Nel comparto dei private label si contano oggi oltre 1.200 aziende italiane che lavorano stabilmente per le marche commerciali, per un giro complessivo di affari legato alla vendita di questi prodotti nelle catene del largo consumo pari a circa 4,4 miliardi di euro. Le referenze sono circa 10mila.

Il successo della private label, sebbene in ritardo rispetto ai progressi fatti dalla marca privata nel resto d’Europa, in Italia, dal 2005 ad oggi, si evidenzia nella quota di mercato che è salita di un punto percentuale all’anno, raggiungendo nel primo semestre 2008 una quota del 14,6%. E la crescita ha riguardato tutti i canali distributivi nel 2007 (+9%).

L’incremento maggiore si è registrato negli ipermercati (+13,4%), dove è aumentato lo spazio e il numero di referenze di private label (tessile, casalinghi, detersivi, prodotti alimentari regionali) presenti, a scapito dei prodotti di marca che un tempo primeggiavano negli ipermercati e con vendite trainate da multipack, promozioni e comunicazione instore, visual merchandiser ed hostess.

I supermercati rappresentano, invece, il canale in cui il private label ha raggiunto la massima affermazione: in questo segmento, infatti, la marca privata raggiunge la quota più significativa (14,6%), con una crescita del 12,2%. Il fenomeno della crescita è ravvisabile in tutta Europa, quindi non solo da noi, ed ha origine nella diminuzione della disponibilità di acquisto da parte del consumatore.

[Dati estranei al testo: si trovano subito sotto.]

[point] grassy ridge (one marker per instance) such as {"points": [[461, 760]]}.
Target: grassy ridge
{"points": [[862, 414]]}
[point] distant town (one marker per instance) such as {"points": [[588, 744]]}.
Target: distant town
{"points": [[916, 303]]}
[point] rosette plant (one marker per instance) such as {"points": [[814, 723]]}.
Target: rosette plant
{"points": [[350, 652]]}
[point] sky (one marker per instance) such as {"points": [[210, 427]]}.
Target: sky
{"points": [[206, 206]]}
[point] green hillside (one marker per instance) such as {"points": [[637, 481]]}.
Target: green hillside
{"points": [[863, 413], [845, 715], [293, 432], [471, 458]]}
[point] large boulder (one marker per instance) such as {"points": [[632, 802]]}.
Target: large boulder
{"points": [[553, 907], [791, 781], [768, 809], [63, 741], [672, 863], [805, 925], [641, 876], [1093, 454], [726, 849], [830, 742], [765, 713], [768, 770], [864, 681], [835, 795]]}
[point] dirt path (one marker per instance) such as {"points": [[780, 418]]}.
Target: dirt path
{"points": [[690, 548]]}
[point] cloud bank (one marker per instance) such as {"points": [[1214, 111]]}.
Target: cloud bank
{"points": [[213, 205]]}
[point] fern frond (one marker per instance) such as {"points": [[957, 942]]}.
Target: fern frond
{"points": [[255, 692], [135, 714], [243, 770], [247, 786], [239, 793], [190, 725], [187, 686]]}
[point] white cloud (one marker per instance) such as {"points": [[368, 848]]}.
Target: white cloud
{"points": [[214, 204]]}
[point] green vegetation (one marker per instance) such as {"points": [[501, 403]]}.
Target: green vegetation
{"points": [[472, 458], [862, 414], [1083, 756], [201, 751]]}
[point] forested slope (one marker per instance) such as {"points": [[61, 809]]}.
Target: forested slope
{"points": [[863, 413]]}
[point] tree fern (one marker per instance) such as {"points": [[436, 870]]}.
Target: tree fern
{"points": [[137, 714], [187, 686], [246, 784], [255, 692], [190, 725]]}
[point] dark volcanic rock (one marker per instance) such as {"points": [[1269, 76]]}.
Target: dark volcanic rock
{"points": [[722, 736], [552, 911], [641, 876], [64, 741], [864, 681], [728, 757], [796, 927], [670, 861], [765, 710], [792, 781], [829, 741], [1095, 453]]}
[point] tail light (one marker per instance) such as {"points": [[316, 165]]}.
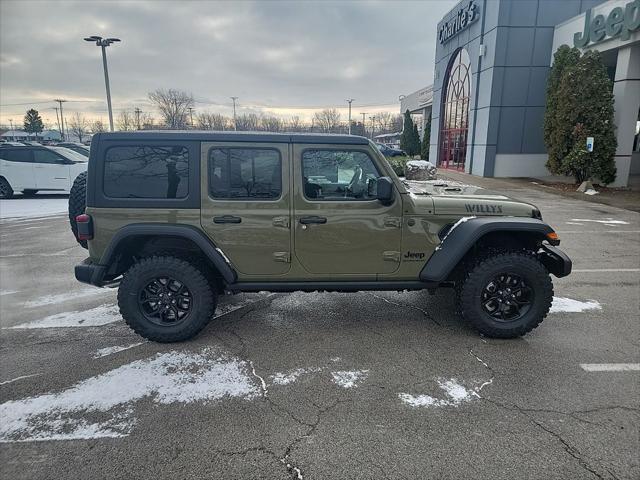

Soprattutto in Italia questo fenomeno ha portato ad una presa di coscienza: quella del consumatore maturo per porre in essere proprie autonome scelte di acquisto. Questa è la vera novità.

Negli altri Paesi europei la maturità del consumatore era fatto acquisito, il prodotto a marchio d'insegna ha sovente percentuali doppie rispetto alle nostre, e la crescita che noi stiamo vivendo sul comparto non è superiore a quella degli altri Paesi. La vera differenza sta proprio nella presa di coscienza dell’esistenza di un nuovo consumatore. Il risparmio effettivo a vantaggio del consumatore è mediamente stimato nel 25% rispetto ai brand, anche se nei “primi prezzi” si può arrivare fino ad un 75%.

Secondo una ricerca condotta dall’Università degli Studi di Parma nel 2007 gli acquirenti provengono prevalentemente da famiglie con più di 5 componenti o del Nord con un reddito e una cultura medio-alti. L’acquisto non è dettato esclusivamente dal bisogno di risparmiare, ma anche dalla volontà di compiere scelte oculate in termini di qualità,per niente incentivate da pubblicità e promozioni.

Il fenomeno del private label ha assunto proporzioni interessanti (+9,5% nel 2007) nel reparto dei prodotti «freschi e freschissimi» di super e ipermercati. Il latte private label, ad esempio, in Italia detiene una quota a valore del 10% del mercato del latte (con un trend di crescita del 35,2%): presente soprattutto nei segmenti maturi (latte Uht), oggi accresce il suo peso anche nelle nicchie (latte fresco, microfiltrato e alto pastorizzato).

Con ogni probabilità il private label continuerà a crescere. In Italia il peso della marca commerciale è dell’12,2% sul totale del mercato (era del 6,4% dieci anni fa), laddove in Europa è del 22% circa di media, ma con livelli del 30% in paesi come Francia e Spagna, ovvero quelli a noi più assimilabili. La differenza sta nel fatto che nel nostro Paese la ponderata deve essere valutata con la distribuzione organizzata che detiene la quota maggiore di fatturato e che ovviamente fa molta più fatica a organizzare strategie comuni sulla private label.